Среди возов, окруженная своей семьей, какая-то пьяненькая заплаканная баба приплясывала и припевала:
Бом, бом!
Та пошем у Тамбов.
А в Тамбовi добре жить,
Горiлочку будем пить…
Потом останавливалась, припадала головой к грядке воза и начинала причитать:
- И куда же это мы едем, куда уезжаем! Завезут мои косточки на край света, где зима лютая, где людей нету, одни только звери да калмыки. Там и солнышко не всходит, и звезды не сияют, и ветер туда не долетает с родимой сторонки!
- Мама, мама!., да успокойтесь; уж не поможешь! - взяв за плечо, уговаривает ее русый мужик с синими заплаканными глазами.
А в другом конце пьяный, с красным, покрытым пылью, заплаканным липом, силился лезть на воз. Жена его удерживала за полу; он срывался, потом начинал снова. Наконец ему удалось-таки взобраться ка воз.
- Люди добрые! - кричал он, стоя на возу. - Слушайте, люди: помолитесь за мою грешную душу и прощайте навек!
Жена дернула его за полу, и он смаху сел на какие-то мешки.
Старый высокий дед стоит без шапки, держит в руке чарку водки и с чувством поет старческим голосом:
Нащо ж менi те багатство,
Буде з мене й трошки:
Дадуть менi сажень землi,
Ще й чотири дошки.
Седой его чуб развевается по ветру, из глаз катятся слезы.
Время идет. Приближается час трогаться в путь. Это чувствуется по усилившемуся шуму: голоса звучат громче, торопливей, как будто люди спешат наговориться досыта. Шум становится все сильней и сильней.
Из моря звуков прорвался и пронесся над толпой повелительный суровый голос, резнувший всех по сердцу. Трудно было разобрать, что именно он сказал, но все знали, что это был знак трогаться.
- Пора, запрягайте, - послышались голоса, - чтоб не опоздать на станцию!
Всколыхнулось человеческое море и заволновалось.
Вся масса людей зашевелилась и поползла по широкому тракту из села на гору. Толпа растянулась длинной лентой, потом эта лента становилась посредине все уже да уже и вдруг разорвалась. Казалось, что единый живой организм разорвался на две части. Одна потянулась обратно к селу, другая поползла дальше по тракту.
Далеко-далеко, уже на горе, виднеются возы.
- Прощайте! Прощайте! - кричали с горы оставшимся.
Переселенцы поднялись на гору. Все село лежало перед ними, как на ладони: с зеленой травой, в белом цвету, в золотых лучах.
В селе люди кучками расходились по домам, заплаканные, растроганные, громко беседуя.
Село казалось наполовину вымершим.
1908–1910 гг.
На хуторе
Наступает ночь.
Замирает степь и темнеет.
Торопливо прячутся куда-то последние шумы и гулы длинного летнего дня. Еще не погасло на западе красное, как кровь, зарево, а уж над ним в глубине темного неба замерцала, будто уголек в пепле, вечерняя звезда. А луна, висевшая сначала на ясном небе едва заметным пятном, сразу ожила под темным крылом ночи и засветилась белым волшебным огнем.
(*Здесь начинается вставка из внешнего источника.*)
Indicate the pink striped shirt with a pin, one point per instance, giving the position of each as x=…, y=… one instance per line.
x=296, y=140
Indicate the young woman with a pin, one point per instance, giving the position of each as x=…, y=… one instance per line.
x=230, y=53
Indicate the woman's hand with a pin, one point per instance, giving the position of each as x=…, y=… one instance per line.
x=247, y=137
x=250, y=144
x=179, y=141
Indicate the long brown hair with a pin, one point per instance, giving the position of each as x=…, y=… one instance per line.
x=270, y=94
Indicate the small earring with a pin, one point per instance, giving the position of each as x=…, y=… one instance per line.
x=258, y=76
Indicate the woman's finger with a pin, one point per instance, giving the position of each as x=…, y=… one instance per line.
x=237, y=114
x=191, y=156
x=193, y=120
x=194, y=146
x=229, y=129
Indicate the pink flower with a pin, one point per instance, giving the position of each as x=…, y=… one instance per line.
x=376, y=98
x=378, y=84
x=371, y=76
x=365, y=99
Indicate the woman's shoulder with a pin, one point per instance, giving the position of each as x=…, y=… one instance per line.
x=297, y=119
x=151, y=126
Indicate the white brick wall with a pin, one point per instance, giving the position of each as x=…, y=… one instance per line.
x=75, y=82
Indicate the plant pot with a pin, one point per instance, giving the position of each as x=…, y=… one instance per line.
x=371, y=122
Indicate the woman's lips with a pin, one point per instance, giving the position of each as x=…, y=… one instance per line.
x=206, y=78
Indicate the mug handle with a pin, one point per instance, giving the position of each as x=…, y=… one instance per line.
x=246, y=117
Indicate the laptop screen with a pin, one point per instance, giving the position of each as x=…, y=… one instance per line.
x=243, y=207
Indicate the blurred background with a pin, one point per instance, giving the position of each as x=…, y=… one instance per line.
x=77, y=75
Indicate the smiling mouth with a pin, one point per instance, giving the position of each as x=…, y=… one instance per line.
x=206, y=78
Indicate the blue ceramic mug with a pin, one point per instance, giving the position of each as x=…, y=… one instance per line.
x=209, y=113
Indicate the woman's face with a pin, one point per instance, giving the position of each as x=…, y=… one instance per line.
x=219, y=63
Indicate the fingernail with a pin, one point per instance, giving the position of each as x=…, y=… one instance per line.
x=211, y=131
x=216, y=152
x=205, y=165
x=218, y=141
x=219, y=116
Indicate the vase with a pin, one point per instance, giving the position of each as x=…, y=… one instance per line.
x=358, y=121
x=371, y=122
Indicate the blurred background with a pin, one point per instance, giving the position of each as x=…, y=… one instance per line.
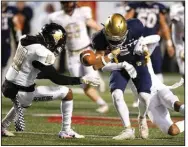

Хлынуло с неба море призрачного света, затопляя все на земле. Над степью мелькнул легкой тенью незрячий сон.
Ночь наступила.
Маленьким облачком темнеет над глубоким оврагом затерянный в степи хуторок.
Синеют в лунных лучах хатки. В овраг протянулись длинные тени.
Тихо на хуторе, будто в сонном царстве из старой сказки.
Серпы, косы, возы, сбруя - все застыло у хат, точно игрушки, разбросанные вокруг перед сном малышами. Во дворах высятся скирды нового хлеба, почти рядом с хатами тянутся нивы с блестящей стерней.
На нивах, точно побитая рать, темнеют неубранные снопы, стелется длинными рядами еще не связанный в снопы хлеб и, сбившись в плотную лаву, кое-где одиноко стоят клинья недокошенной пшеницы.
А над всем разносится густой аромат свежего степного сена.
Как прекрасна, как роскошна эта степь!
В овраге тихо и грустно. Над ним сияет луна. Вдоль него растянулись длинной лентой кудрявые вербы. Из-под верб оторвались и поплыли над росистой травой прозрачные тени. Что-то фыркнуло… Волы. За волами вынырнула и остановилась в овраге косматая фигура.
На голове у нее накручена узлом какая-то рвань, длинная свитка подпоясана белой тряпкой, на ногах тяжелые мужицкие сапоги, в руках - кнут. Из этой кучи отрепьев выглядывает мраморное девичье личико с огромными прекрасными глазами. Девушка прижалась плечом к стволу вербы и подняла голову к луне. Глаза ее закрыты, руки опущены, как у спящей. Стоит и улыбается.
Дрогнул сонный воздух, и гамма серебряных звуков, смешиваясь и переливаясь, понеслась над оврагом и далеко вокруг наполнила собой степь.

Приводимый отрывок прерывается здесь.